Art Of The Extreme 1905-14
Philip Hook Profile £30
★★★★★
For centuries, since the Renaissance, artists pottered along producing largely representational material – still life, portraiture, landscape – and then at the turn of the 20th Century all hell broke loose: the Modernists arrived with their discordant compositions and dubious morals.
In Art Of The Extreme, Philip Hook conjures up all the excitement, danger and absurdity of the period, reminding us of the bracing origins of now-famous names – Picasso, Matisse, Munch – while unearthing the antics of some forgotten figures.
The decade before the First World War, from 1905 to 1914, was a period of spiritualism and psychoanalysis, fading empires and new technology.
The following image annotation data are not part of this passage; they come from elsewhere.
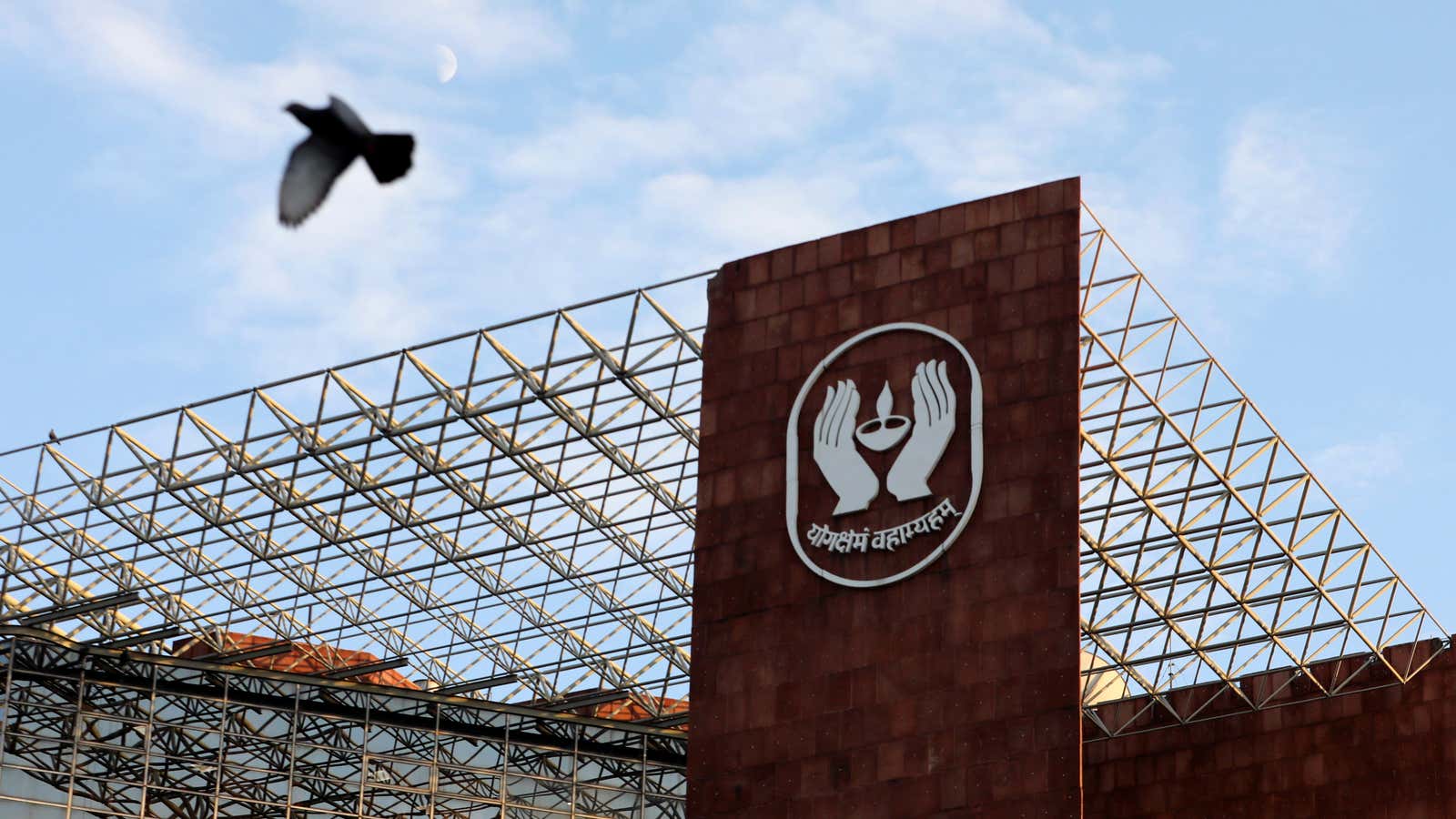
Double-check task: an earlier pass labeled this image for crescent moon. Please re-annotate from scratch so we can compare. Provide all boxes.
[435,46,460,83]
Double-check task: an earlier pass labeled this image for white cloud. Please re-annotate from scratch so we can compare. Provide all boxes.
[1309,433,1405,495]
[642,172,868,262]
[1218,108,1360,271]
[495,109,703,184]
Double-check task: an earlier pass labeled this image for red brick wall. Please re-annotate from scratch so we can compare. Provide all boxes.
[689,179,1082,819]
[1083,641,1456,819]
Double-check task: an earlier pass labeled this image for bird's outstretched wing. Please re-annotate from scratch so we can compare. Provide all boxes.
[329,96,369,137]
[278,136,357,228]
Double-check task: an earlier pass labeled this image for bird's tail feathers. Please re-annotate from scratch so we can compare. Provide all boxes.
[364,134,415,185]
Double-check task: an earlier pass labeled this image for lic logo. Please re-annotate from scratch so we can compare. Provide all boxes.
[784,324,983,587]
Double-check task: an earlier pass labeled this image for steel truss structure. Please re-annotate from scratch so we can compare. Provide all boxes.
[0,628,686,819]
[0,202,1449,810]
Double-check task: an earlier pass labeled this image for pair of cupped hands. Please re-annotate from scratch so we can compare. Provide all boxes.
[814,360,956,514]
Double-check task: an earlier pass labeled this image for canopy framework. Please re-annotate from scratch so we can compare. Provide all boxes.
[1080,206,1451,736]
[0,202,1447,757]
[0,630,686,819]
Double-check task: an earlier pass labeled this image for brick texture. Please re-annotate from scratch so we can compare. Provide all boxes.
[689,179,1082,819]
[1083,638,1456,819]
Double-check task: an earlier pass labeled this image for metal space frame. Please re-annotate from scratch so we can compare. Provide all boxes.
[0,200,1449,810]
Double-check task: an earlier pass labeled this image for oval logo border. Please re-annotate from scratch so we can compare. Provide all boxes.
[784,322,985,589]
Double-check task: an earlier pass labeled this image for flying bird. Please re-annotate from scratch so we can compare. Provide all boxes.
[278,96,415,228]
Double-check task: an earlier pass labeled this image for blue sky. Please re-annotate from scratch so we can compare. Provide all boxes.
[0,0,1456,628]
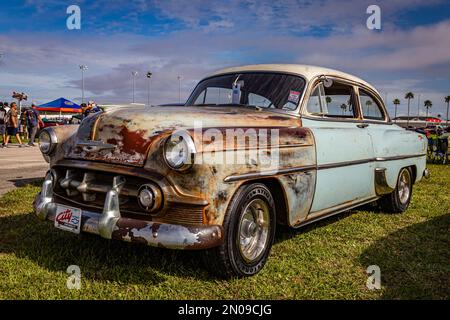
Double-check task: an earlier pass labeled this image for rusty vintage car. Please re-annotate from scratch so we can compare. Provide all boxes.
[34,65,428,276]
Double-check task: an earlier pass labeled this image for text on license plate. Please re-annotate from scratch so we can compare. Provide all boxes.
[55,205,81,233]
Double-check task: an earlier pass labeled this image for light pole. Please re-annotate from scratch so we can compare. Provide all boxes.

That sense of flux was also evident in the art world, where tentative experimentation soon snowballed to abstraction. Hook deftly explains how the triumvirate of Cézanne, Van Gogh and Gauguin paved the way for a tornado of ‘isms’ – Futurism, Fauvism, Cubism, Orphism, and more. It created confusion, often comically so, for audience and artists alike. Standing in front of pictures, viewers asked: ‘What is it?’
Hook enlivens avant-garde concepts – the Vorticists produced a batty manifesto that touched on mysticism, cricket and English weather – by focusing on the principal players and their various appetites. He situates art in the maelstrom of their everyday lives, its messiness and passions, blunders and vanities. The painter’s canvas is cleverly woven into a larger tapestry, full of grubby bed sheets and society tablecloths.
And erotic misadventures fill these pages: the Russian expressionist Oskar Kokoschka made do with a life-size doll of his ex-lover; Viennese abortionists were kept busy by Gustav Klimt and Egon Schiele; and in London, John Currie shot his model in a fit of jealousy (before turning the gun on himself). As Hook observes: ‘Across the Modernist studios of Europe, female victims of the assertion of male instinct accumulated.’
Even Rodin, a generation older, ‘had operated most of his life on the principle that not to make a pass at a woman was caddish behaviour’.
When out of unsuitable beds, these extremists were often holed up in sanatoriums. Their plight is signalled with a light touch. ‘If they weren’t about to be carried off by tuberculosis,’ Hook writes, they ‘were in danger of succumbing to death by boredom.’ Suicide was always a face-saving option when women or critics struck a nerve. In 1908, the lovelorn Austrian painter Richard Gerstl hanged himself in Vienna; he simultaneously stabbed himself in the heart and watched the scene unfold in his studio mirror. Sigmund Freud’s clinic was just over the road.
The ‘painterly pyrotechnics’ are vividly recreated, but it is the vim of these rebels that really impresses. It is hard to imagine today’s contemporary artists being so energetically scandalous. Hook’s wonderful book captures a window of time when artistic ideals were shattered and reassembled in dynamic ways.